Sunday, December 28, 2014

FYI …

My review of James Booth's biography of Philip Larkin had to be trimmed to fit a template. My friend Mike Schaffer did a splendid job of cutting, but I thought people might want to see the whole thing. So here it is:

Philip Larkin: Life, Art and Love
By James Booth
Bloomsbury Press. 532 pp. $35

Reviewed by Frank Wilson

James Booth begins this book by reminding readers that Philip Larkin is "by common consent, the best-loved British poet of the last century." Larkin's most famous line is unprintable in a family newspaper, but almost as well-known is the beginning of "Annus Mirabilis": "Sexual intercourse began/in nineteen sixty-three … Between the end of the Chatterly ban/And the Beatles' first LP." 
There is, however, a good deal more to Larkin than wry social commentary and, though he qualifies it as "our almost-instinct almost-true," his greatest line is probably "What will survive of us is love." 
However secure Larkin's reputation as a poet, his reputation as a human being plummeted after the 1995 publication of the official biography written by former British poet laureate Andrew Motion.
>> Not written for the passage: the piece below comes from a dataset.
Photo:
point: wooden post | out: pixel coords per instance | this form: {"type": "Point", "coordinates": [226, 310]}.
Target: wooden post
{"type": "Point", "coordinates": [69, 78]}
Booth, who was for 17 years a colleague of  Larkin's at the University of Hull, where Larkin was librarian, clearly intends this book to set the record straight. 
There is no doubt that in his correspondence Larkin was frequently given to distinctly un-PC outbursts, but Booth convincingly demonstrates that "for all his verbal transgressiveness, it is impossible to imagine Larkin ever acting with racist motives." In fact, he seems to have been almost unfailingly kind and considerate to each and all.
Nevertheless, it is a sad life that Booth recounts. The man who came to be thought of as the "bachelor hermit of Hull" simply could not commit himself to any of the several women he became involved with (and it must be said that the sexual attitudes of Larkin and his friends Kingsley Amis and Robert Conquest do seem embarrassingly indicative of arrested emotional development). 
In the end, there was only the poetry, and that, appropriately, is the lens through which Booth would have us view the life. Larkin left behind eight manuscript work books dating from 1944 to 1981 and containing practically all of his verse. Moreover, the Collected Poems, put together by his friend Anthony Thwaite, is arranged in strict chronological order. As Booth notes, "to read the poems … in the order in which they were written is to see the poet reaching fulfillment, then leaving his youth behind to embark on a troubled middle age."
Larkin's inspiration dried up some years before his death at 63 in 1985. As he said in an interview the year before, "I haven't given poetry up, but I rather think that poetry has given me up."
He is the great post-religious poet, and his work is preoccupied from first to last with an inconsolable fear of death. So it is fitting that his last truly great poem, finished in 1977, was "Aubade," which Larkin himself referred to as his "in-a-funk-about-death poem":
… this is what we fear — no sight, no sound,
No touch or taste or smell, nothing to think with,
Nothing to love or link with,
The anaesthetic from which none come round.